Eu gostaria de saber seu nome original: como era chamada esta Montanha Sagrada por seus peregrinos indígenas? Que espécies de rituais se realizavam ali? Que histórias se desenrolaram nestas peregrinações? Havia um marco simbólico em seu cume ANTES daquela cruz colonizadora?
Levando para um lado mais pessoal: será que minha subida teve alguma motivação inconsciente, ancestral?
✤ ✤ ✤
Uma montanha mágica é uma entidade. Não é mera paisagem, visto que não é passiva, muito menos inanimada. É dotada de personalidade própria, capaz de te convidar, te desafiar, te acolher ou te expulsar. A experiência vai depender não somente das intenções de quem realiza a subida, como também do humor da montanha. Sim, montanhas mágicas têm um incrível senso de humor.
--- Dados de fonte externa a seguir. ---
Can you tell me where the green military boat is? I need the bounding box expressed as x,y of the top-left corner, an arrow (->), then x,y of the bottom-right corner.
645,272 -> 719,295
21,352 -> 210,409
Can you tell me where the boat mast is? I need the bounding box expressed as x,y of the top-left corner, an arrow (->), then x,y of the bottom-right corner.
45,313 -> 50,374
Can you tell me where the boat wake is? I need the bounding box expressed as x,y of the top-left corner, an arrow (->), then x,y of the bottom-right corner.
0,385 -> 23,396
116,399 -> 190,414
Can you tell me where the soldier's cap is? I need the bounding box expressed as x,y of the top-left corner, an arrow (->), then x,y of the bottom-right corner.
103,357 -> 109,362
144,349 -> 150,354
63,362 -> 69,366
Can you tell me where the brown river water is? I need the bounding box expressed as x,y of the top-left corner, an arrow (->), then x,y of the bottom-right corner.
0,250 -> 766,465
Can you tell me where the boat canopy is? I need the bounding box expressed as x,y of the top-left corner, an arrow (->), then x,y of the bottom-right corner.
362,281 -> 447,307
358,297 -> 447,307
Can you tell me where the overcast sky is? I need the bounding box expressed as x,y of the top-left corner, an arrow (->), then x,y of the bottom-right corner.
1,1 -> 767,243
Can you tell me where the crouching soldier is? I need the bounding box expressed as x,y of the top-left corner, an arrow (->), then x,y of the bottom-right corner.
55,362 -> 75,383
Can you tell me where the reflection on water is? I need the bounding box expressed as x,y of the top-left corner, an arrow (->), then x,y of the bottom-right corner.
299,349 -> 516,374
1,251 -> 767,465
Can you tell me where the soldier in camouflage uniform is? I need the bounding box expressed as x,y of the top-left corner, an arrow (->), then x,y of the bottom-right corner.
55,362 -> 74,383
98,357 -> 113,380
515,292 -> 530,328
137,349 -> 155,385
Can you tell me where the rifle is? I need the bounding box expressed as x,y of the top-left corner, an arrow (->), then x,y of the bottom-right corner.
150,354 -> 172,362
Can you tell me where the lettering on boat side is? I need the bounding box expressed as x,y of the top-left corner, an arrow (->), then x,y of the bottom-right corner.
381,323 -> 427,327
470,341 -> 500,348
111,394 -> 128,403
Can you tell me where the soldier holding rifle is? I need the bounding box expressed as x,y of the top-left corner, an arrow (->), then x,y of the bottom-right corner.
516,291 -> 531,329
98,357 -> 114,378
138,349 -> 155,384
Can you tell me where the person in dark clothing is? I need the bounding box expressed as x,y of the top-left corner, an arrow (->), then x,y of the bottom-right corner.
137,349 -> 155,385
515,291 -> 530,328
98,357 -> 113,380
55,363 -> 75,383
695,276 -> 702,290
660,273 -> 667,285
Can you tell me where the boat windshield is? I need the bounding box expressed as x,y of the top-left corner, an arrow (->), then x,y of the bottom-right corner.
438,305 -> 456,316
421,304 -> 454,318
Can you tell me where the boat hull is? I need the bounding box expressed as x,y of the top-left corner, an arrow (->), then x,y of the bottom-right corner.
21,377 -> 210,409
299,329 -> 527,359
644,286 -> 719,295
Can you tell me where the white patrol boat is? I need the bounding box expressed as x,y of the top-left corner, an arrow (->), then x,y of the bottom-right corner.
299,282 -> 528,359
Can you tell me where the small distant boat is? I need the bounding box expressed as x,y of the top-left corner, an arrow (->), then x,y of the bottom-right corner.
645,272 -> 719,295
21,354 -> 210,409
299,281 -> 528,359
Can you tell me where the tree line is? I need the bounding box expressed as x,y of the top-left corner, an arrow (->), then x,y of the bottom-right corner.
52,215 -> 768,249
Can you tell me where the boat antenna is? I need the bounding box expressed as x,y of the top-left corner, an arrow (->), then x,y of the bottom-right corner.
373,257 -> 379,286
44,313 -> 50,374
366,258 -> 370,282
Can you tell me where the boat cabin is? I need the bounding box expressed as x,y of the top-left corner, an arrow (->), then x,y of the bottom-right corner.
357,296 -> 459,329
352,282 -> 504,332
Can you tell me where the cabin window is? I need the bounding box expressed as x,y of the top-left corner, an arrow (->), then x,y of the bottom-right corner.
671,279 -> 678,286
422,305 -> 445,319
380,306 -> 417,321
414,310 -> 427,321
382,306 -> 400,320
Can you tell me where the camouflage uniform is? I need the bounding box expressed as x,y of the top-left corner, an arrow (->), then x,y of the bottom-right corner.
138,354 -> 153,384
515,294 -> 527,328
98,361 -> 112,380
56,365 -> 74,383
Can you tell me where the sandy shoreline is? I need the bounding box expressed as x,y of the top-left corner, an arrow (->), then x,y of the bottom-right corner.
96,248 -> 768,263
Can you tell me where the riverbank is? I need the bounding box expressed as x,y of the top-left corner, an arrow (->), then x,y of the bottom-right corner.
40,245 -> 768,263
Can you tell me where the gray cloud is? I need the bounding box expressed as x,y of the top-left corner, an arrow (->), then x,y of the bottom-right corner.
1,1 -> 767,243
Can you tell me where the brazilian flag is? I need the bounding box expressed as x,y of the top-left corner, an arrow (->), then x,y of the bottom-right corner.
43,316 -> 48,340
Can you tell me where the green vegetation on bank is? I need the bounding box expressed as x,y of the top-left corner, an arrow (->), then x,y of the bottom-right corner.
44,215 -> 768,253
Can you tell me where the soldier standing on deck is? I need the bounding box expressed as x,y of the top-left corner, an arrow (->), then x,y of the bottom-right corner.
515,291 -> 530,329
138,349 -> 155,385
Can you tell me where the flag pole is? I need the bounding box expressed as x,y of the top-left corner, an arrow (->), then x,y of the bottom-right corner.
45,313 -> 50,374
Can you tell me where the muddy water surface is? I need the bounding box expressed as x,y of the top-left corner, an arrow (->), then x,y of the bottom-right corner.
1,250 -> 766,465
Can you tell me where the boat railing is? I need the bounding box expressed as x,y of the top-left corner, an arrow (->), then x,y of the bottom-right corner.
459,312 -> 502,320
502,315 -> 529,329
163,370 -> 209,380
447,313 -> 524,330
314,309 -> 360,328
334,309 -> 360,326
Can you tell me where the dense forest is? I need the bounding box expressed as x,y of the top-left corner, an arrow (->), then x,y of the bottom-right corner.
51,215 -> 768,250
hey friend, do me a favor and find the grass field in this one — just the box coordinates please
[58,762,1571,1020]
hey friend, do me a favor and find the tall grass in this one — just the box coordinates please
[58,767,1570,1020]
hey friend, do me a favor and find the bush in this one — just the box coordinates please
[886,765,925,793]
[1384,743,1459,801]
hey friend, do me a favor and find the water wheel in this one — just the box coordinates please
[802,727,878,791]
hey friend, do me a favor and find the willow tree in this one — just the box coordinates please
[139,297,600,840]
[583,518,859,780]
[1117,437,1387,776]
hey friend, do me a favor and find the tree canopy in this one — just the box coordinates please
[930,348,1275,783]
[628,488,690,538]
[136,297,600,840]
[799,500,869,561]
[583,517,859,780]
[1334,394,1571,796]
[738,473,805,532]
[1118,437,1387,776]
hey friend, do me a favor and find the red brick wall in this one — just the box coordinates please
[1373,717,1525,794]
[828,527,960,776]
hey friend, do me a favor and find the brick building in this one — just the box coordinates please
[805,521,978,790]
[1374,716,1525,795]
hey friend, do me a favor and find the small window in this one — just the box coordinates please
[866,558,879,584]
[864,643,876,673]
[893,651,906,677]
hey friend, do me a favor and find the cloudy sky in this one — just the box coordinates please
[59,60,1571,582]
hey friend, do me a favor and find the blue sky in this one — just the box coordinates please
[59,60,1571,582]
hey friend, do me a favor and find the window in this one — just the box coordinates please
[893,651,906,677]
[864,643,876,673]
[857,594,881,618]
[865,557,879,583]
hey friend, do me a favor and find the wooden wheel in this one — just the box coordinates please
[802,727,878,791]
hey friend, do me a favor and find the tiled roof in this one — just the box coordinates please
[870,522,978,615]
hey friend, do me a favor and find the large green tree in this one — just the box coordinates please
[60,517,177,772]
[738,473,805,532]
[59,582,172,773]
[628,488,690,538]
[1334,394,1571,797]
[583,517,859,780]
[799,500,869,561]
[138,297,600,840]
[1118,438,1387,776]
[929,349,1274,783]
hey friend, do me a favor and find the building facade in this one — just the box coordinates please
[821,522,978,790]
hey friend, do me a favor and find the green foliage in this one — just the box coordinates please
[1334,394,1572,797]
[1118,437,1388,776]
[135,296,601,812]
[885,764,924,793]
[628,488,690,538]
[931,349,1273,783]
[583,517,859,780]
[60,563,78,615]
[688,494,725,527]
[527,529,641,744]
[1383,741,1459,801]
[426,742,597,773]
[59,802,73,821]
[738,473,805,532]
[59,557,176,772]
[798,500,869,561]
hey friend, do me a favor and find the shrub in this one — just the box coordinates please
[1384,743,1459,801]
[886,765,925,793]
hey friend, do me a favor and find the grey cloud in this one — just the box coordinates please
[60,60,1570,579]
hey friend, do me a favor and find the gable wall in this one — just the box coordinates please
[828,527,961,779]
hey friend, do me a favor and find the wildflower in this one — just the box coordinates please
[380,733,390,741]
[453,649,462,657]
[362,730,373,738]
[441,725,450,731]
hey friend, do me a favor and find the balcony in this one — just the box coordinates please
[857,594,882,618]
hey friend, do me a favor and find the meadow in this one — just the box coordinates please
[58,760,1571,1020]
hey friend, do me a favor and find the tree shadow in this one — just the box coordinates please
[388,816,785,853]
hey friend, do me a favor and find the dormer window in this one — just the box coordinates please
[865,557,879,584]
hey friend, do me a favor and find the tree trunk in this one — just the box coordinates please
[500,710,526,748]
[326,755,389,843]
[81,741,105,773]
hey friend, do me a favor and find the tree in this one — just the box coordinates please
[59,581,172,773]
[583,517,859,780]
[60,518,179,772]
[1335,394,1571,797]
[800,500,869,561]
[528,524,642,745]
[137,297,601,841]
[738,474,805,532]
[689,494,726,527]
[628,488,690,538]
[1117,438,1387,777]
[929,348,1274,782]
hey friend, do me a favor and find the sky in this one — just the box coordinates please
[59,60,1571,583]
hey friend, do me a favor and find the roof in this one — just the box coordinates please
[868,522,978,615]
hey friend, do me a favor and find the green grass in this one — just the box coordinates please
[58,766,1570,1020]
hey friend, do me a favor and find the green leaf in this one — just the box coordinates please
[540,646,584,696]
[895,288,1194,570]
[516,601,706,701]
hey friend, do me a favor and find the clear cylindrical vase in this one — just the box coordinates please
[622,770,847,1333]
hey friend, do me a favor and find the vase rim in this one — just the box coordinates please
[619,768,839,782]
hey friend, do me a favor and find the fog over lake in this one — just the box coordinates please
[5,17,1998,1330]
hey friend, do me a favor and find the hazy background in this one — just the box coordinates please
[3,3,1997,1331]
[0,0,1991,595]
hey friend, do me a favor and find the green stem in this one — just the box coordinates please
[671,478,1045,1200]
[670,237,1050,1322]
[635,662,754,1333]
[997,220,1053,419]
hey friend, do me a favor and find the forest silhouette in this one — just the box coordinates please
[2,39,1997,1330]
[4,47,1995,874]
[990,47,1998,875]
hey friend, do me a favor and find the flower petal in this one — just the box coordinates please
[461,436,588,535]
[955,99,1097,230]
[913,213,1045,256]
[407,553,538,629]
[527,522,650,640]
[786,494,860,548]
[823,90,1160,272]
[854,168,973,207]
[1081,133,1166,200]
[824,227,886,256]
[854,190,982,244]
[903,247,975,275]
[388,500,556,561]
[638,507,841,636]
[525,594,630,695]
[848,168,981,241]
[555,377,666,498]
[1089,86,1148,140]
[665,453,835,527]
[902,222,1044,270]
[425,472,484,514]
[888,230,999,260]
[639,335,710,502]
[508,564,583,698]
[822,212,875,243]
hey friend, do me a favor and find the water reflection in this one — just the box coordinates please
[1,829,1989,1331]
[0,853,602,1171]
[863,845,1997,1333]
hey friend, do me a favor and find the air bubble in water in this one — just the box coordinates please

Você duvida?
✤ ✤ ✤
Alguns links que eu gostaria de compartilhar nesta newsletter:
✤ ✤ ✤
Eu poderia triplicar o tamanho desta newsletter de tão encantada que ando com o tema das Montanhas Mágicas. Pensei em citar algumas referências do cinema, da literatura, da música; opto por deixar aqui apenas o que vivi, subindo montanhas.
Se esta newsletter agrega algo de relevante para você, considere fazer uma contribuição de qualquer valor para a chave pix: ola@lariarantes.com.br
Agradeço imensamente qualquer ajuda ♡
Você já teve alguma experiência com Montanhas Mágicas, Sagradas, Numinosas? Já desconfiou que alguma ação sua teve motivação ancestral?
Me conta nos comentários.
Um abraço,
lari.
Gosto de caminhar na natureza. Antes de começar a ler seu texto, não dei a devida importância, a que você também não tinha dado à montanha.
Afinal, é só o relato de uma montanha como qualquer outra.
Fui pego de jeito. Não é só um relato, como também não é só uma montanha. Me deixou pensativo.
Um amigo meu tem uma família que mora em Alto Jequitibá - MG. Eles produzem café na sua propriedade. Falei pra ele subir o Pico da Bandeira.
"Não, velho, ele respondeu, não é simples. Você precisa de roupa apropriada, de planejamento."
Com seu relato ficou mais fácil entender isso.
Parabéns pela trilha e pelo texto.
Valeu!
Eu sonho em fazer essa trilha no Peru! E teu relato me faz confirmar que eu PRECISO fazê-la. Eu também amo estar numa trilha no meio do mato. É uma paz inexplicável. Uma montanha que eu subi e me emocionou muito foi na Albânia, no caminho para Teth. Foi um dia de caminhada para atravessar 16 km. Foi desafiante e muito recompensador. Fiquei por dias com essa experiência na cabeça, assim como vcs depois do pico da bandeira.